Tips for Searching and Managing Related Work


Searching for related work is non as trivial as it sounds, so I list down here few tips on how to deal with it.

  • Same author, same topic. Authors tend to focus on a limited number of research topic, so if an author published a paper on a topic, it is likely that he/she published other papers as well. Similar approaches, better evaluations, extensions, and so on.
  • Same conference (track), similar topic. Conferences are organized by topic and domain, so if a paper appeared in a conference, then other papers in the same conference (or in conferences on the same domain) likely published related papers.
  • Citing and Cited by. Follow the conceptual links between the papers. What are the papers that are cited by the one you are reading (looking at the present/past), and what papers cite it (looking at the future).
  • Keywords. Build up your own set of keywords that clearly focus on the specific topic you are looking for. You can start from the keywords listed at the beginning of the paper, but you definitively want to create a more refined set. Once you have a robust, yet concise, set of keywords, your queries will be more effective (better papers in less time)

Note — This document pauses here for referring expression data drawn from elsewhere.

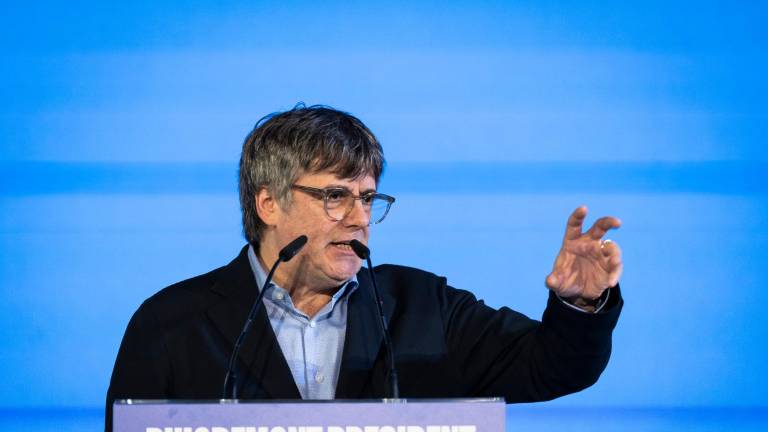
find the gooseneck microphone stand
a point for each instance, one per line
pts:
(230, 380)
(364, 253)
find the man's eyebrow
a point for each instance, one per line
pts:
(338, 186)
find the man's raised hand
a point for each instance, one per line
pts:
(587, 264)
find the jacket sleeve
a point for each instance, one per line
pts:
(142, 369)
(504, 353)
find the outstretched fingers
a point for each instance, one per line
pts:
(603, 225)
(575, 222)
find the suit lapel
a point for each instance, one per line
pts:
(363, 340)
(261, 359)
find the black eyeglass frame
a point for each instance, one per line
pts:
(325, 193)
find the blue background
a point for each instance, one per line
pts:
(121, 127)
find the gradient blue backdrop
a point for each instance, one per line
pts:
(121, 126)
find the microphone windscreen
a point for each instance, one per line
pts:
(360, 249)
(293, 248)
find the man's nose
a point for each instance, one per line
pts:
(358, 215)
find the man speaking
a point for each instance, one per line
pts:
(318, 332)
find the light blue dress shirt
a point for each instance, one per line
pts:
(312, 347)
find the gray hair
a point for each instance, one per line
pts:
(286, 145)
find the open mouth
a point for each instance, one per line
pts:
(342, 245)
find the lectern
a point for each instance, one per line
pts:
(381, 415)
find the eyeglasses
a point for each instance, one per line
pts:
(339, 202)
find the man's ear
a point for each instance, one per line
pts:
(267, 207)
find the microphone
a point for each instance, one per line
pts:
(364, 253)
(286, 253)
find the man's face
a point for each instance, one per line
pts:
(325, 261)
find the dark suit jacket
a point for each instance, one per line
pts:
(447, 343)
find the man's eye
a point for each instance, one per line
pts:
(335, 195)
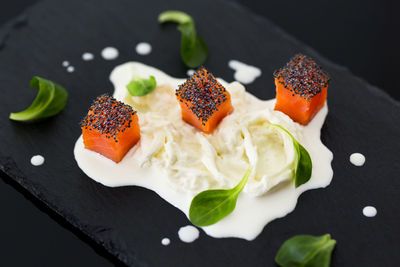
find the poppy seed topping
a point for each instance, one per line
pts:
(202, 94)
(302, 76)
(108, 116)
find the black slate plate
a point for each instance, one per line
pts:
(130, 221)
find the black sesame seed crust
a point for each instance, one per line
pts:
(108, 116)
(202, 94)
(302, 76)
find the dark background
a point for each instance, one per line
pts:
(362, 35)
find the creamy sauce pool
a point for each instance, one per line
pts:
(176, 161)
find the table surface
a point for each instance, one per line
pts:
(366, 45)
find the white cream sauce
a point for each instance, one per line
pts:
(188, 233)
(87, 56)
(357, 159)
(176, 161)
(37, 160)
(244, 73)
(369, 211)
(109, 53)
(143, 48)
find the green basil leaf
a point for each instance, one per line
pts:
(210, 206)
(49, 101)
(306, 251)
(141, 86)
(302, 164)
(194, 50)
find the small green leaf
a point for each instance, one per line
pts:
(194, 50)
(49, 101)
(141, 86)
(306, 251)
(210, 206)
(303, 163)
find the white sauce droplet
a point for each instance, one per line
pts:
(188, 233)
(244, 73)
(357, 159)
(143, 48)
(87, 56)
(165, 241)
(109, 53)
(190, 72)
(369, 211)
(37, 160)
(71, 69)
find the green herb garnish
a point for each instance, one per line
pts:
(194, 50)
(306, 251)
(303, 163)
(210, 206)
(141, 86)
(49, 101)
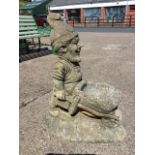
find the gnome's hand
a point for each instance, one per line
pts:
(60, 95)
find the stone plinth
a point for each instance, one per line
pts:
(83, 128)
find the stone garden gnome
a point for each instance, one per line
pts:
(79, 110)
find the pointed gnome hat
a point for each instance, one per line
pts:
(62, 33)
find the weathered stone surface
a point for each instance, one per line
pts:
(83, 128)
(79, 110)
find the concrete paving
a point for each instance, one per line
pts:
(106, 57)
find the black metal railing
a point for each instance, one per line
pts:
(126, 21)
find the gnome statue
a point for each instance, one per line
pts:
(71, 94)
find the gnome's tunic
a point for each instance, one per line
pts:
(67, 72)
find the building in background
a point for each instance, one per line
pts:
(96, 10)
(36, 7)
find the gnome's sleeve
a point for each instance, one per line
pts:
(58, 80)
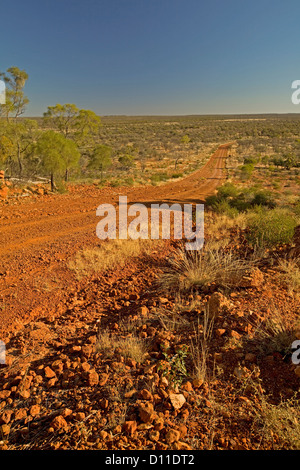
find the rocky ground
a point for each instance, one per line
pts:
(113, 362)
(73, 379)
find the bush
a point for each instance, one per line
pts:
(271, 227)
(232, 200)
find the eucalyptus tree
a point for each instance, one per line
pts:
(16, 101)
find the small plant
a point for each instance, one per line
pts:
(176, 370)
(271, 227)
(189, 271)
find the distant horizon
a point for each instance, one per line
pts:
(158, 58)
(182, 115)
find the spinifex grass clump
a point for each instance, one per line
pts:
(187, 271)
(271, 227)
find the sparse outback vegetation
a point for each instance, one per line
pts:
(145, 345)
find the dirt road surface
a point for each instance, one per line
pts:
(39, 236)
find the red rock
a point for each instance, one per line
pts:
(93, 378)
(24, 394)
(146, 395)
(5, 416)
(49, 373)
(218, 304)
(234, 334)
(220, 331)
(172, 436)
(130, 427)
(79, 416)
(26, 382)
(143, 311)
(177, 400)
(21, 413)
(59, 422)
(34, 410)
(5, 429)
(146, 411)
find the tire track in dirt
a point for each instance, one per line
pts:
(37, 238)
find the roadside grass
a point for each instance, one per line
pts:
(109, 255)
(290, 275)
(191, 271)
(279, 423)
(276, 333)
(129, 347)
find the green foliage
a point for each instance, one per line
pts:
(16, 101)
(126, 161)
(56, 153)
(176, 370)
(230, 199)
(101, 158)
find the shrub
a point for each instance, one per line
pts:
(271, 227)
(188, 271)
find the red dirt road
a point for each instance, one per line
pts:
(38, 236)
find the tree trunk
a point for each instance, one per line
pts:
(52, 182)
(19, 161)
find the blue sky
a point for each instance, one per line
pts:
(142, 57)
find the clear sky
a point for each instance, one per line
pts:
(155, 56)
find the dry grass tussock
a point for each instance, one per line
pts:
(188, 270)
(110, 254)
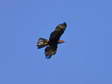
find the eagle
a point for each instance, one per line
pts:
(54, 39)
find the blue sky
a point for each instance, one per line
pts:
(84, 58)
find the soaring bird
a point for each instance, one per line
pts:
(54, 39)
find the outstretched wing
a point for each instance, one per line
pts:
(50, 50)
(56, 34)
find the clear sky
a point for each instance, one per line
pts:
(84, 58)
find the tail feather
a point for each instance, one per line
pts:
(42, 43)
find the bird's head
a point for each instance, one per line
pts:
(61, 41)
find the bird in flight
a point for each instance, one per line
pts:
(54, 39)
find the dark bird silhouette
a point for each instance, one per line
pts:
(54, 39)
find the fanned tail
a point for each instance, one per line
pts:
(42, 42)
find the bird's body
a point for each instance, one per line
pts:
(54, 40)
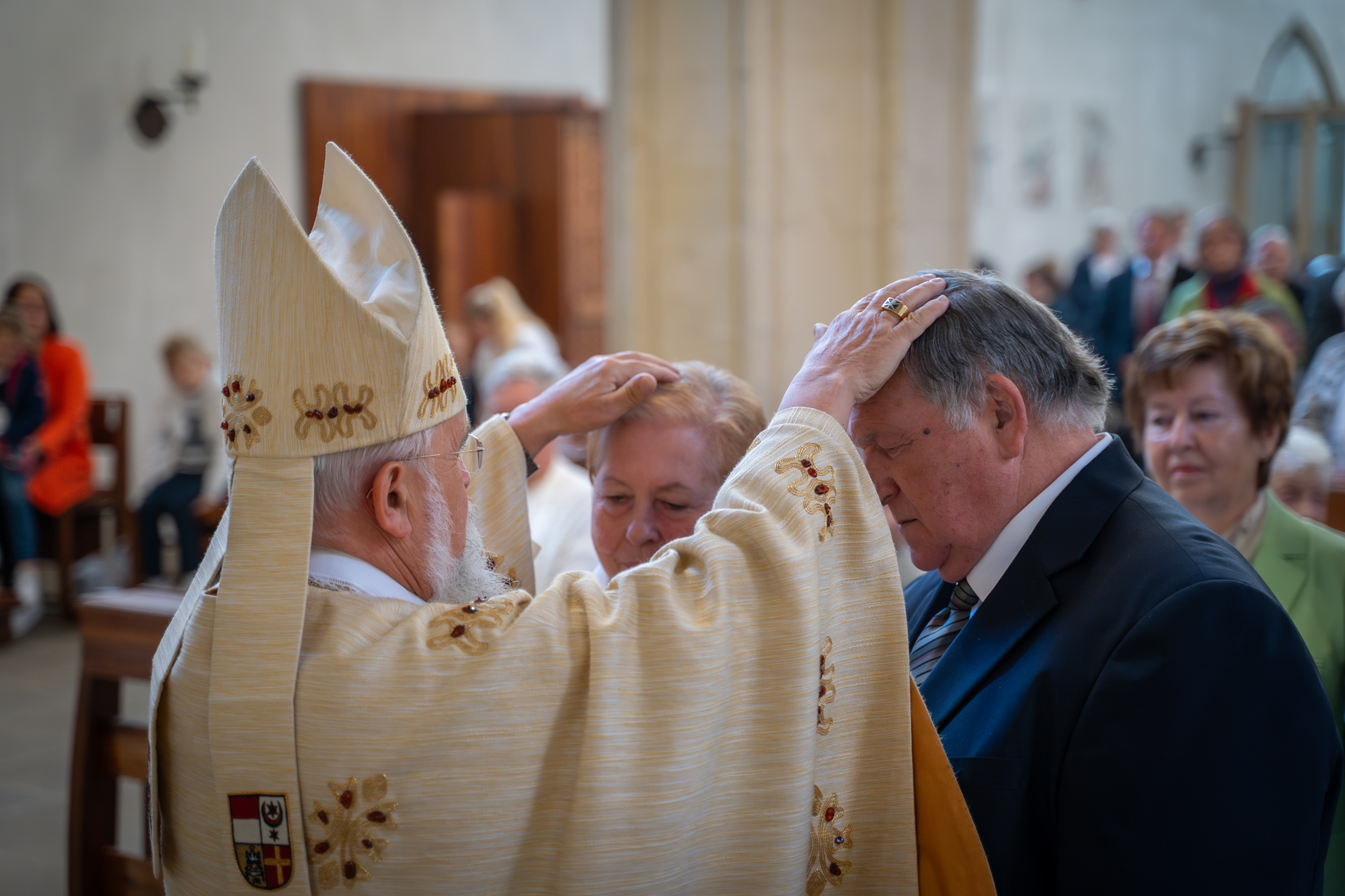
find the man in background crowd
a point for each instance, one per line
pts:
(1136, 298)
(1098, 267)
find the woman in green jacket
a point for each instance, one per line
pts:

Looking for related work is a process. You start by reading a paper, making yourself familiar with the background concepts and the context elements. Then you search more papers (see section above), read them, repeat. Eventually, you'll fill confident about what's already out there.

A possible way to proceed is to collect papers in a first session (just look at the time and/or abstract); then take a break, go through the elements which you have collected (read basically the intro) and decide if the paper is actually on point or not. Take a note about the reason why you discard the papers. As you go build a white-list, a gray-list, and a black-list of papers  (with annotations). Take a break, now is the time to actually read the papers (in the white-list first), make a short summary about the most interesting points and forget the implementation details for the moment. Update your lists, find more papers and repeat.

When to stop?

This is tricky... Eventually, you'll see that you reached a fixed point: all the papers that you find are already in one of your lists. This is a good indicator that you might stop, but do not rely on it all the time. Remember that you might have missed some important keyword or some domain, so do not give for granted that you know everything. Likewise, do not aim at knowing everything, when you feel confident "Please Staph!".

Use the right tool for the job

Start now using a Reference Manager system. There's plenty of them and most are free: Zotero, Mendeley, BibRef, JabRef, etc.. Many of those system have cool features: you can add notes about papers, tag them, connect one to another, and so on. Do not underestimate the possibility to automatically generate references (i.e., .bib files) out of it. Additionally, some of them let you share your library or meta-data out of it. This might come handy if you do group work for example.